O que há de mais consolidado, hoje, sobre os impactos mentais, em longo prazo, da solidão durante a infância?

Solidão na infância é um fator de risco para diversos transtornos mentais, como depressão e ansiedade, que podem se manifestar na vida adulta ou mesmo no próprio período de infância. Algumas teorias psicológicas propõem que as relações interpessoais e o bem-estar do indivíduo estão intimamente ligados, e a infância é o período em que essas relações começam a se estabelecer. Dessa forma, é preciso considerar a solidão na infância como fator de risco que impacta negativamente a saúde mental a longo prazo.



É possível fazer uma associação direta entre a solidão na infância e o abuso de álcool no fim da adolescência?

Sempre quando falamos de comportamento humano, a atribuição de relações causais é difícil, pois o ser humano é muito complexo, e muitas questões interferem o tempo todo em seu comportamento. Mas o que podemos dizer sobre a solidão na infância é que ela é um fator de risco - isto é, aumenta as chances - de abuso de álcool no fim da adolescência.
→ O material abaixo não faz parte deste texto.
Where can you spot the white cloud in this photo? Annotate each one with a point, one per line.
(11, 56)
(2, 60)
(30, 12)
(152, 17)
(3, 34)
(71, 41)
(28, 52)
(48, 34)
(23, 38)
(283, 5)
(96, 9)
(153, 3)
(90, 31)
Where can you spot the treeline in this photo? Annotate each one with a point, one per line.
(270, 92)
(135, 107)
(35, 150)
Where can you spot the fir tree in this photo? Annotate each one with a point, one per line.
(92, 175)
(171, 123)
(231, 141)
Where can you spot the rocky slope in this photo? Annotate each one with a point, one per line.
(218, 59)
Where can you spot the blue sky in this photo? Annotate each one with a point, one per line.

O estudo publicado na revista Addictive Behaviors Reports encontrou uma associação entre pessoas que relataram solidão na infância e maior estresse na vida adulta. Esse estresse, por sua vez, esteve diretamente associado a maiores possibilidades de abuso de álcool. É importante destacar que a população estudada era de estudantes universitários maiores de idade, nos Estados Unidos. Mas é razoável supor que esse estresse e o abuso de álcool não surgiram com a maioridade. Novos estudos precisam ser feitos para avaliar melhor como esses indicadores estão já presentes na adolescência.
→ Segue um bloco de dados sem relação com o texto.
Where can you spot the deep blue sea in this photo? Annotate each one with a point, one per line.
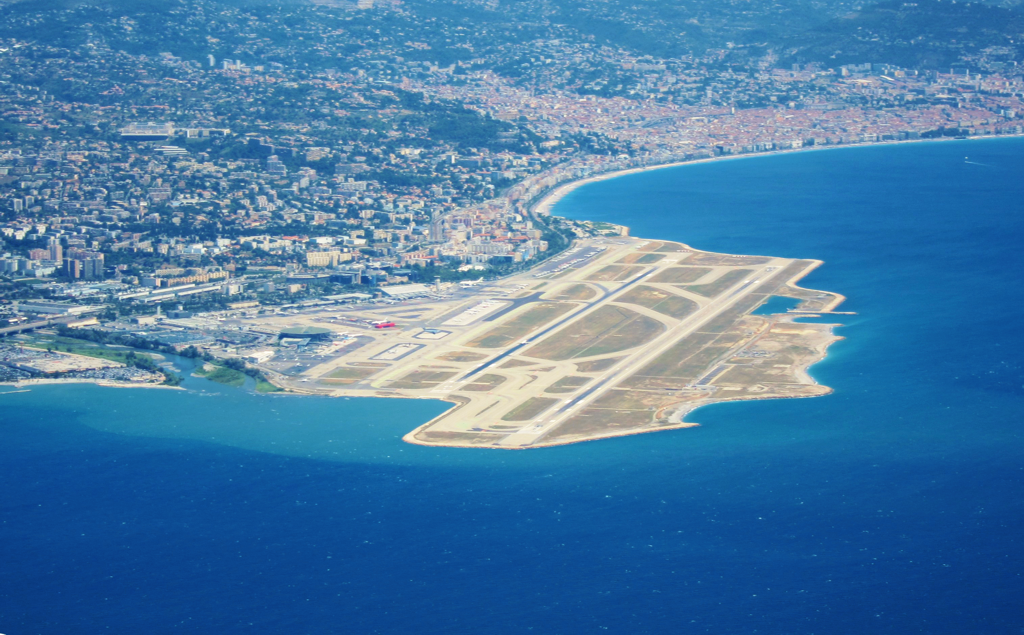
(895, 505)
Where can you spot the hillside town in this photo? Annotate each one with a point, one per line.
(182, 180)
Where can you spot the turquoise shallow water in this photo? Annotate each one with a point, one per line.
(891, 506)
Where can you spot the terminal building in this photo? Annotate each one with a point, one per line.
(313, 334)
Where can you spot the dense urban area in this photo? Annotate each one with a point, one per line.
(164, 165)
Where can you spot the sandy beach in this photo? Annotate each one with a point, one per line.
(99, 382)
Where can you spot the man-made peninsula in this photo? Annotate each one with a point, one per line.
(616, 336)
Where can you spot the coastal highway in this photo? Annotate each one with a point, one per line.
(555, 415)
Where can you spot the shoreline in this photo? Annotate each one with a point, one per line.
(545, 205)
(680, 414)
(25, 383)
Quais outros fatores de risco durante a infância influenciam o consumo excessivo de álcool mais tarde?

Ainda temos poucas evidências sobre o assunto. Particularmente, em termos de metodologia de pesquisa, é difícil separar fatores genéticos de moduladores sociais e familiares da infância. Mas o que se tem de mais estabelecido é que o ambiente familiar é um fator de extrema importância. Desde famílias que facilitam e impulsionam o consumo até ambientes familiares que geram traumas, tudo pode impactar o consumo nocivo de álcool.

A pandemia aumentou significativamente a sensação de solidão, segundo diversos estudos. As crianças foram particularmente afetadas. Isso pode se refletir no comportamento de adicções futuras?

É importante destacar que esses estudos são ainda preliminares. Um dos grandes impactos da pandemia foi um certo "apagão" de dados, pois muitas pesquisas foram impossibilitadas de serem feitas com o rigor que merecem. Desse modo, os estudos ainda estão debatendo se esse aumento na solidão é real, e se é um aumento considerável. Muitos pesquisadores dizem que, talvez,o termo "pandemia de solidão" seja um pouco exagerado. De maneira geral, contudo, é provável que os relatos de solidão tenham aumentado. A pandemia, seja por esse provável aumento na solidão, seja por outros impactos - notadamente, o econômico - , pode ser um infeliz ponto de destaque para futuros comportamentos nocivos.



Como as políticas de prevenção ao abuso do álcool podem aproveitar a informação fornecida pelo estudo?

Esse estudo ressalta uma tendência que nós, profissionais da saúde, já sabemos muito bem: para prevenir consumo abusivo na vida adulta, é preciso trabalhar com a adolescência. Para prevenir isso na adolescência, é preciso trabalhar com as crianças. E para proteger as crianças, é preciso focar nas famílias. E, nesse ponto, retornamos para os adultos. A família é um importante ponto de trabalho e foco de cuidado para a prevenção de abuso de álcool por crianças e adolescentes. Além disso, temos os aspectos mais "econômicos", como a manutenção e a fiscalização da proibição de venda de álcool para menores de idade. Em particular, precisamos tomar cuidado com a publicidade, muitas vezes involuntária, feita nas redes sociais virtuais voltadas para jovens (como o TikTok), que tende a pintar o álcool como algo positivo e excitante.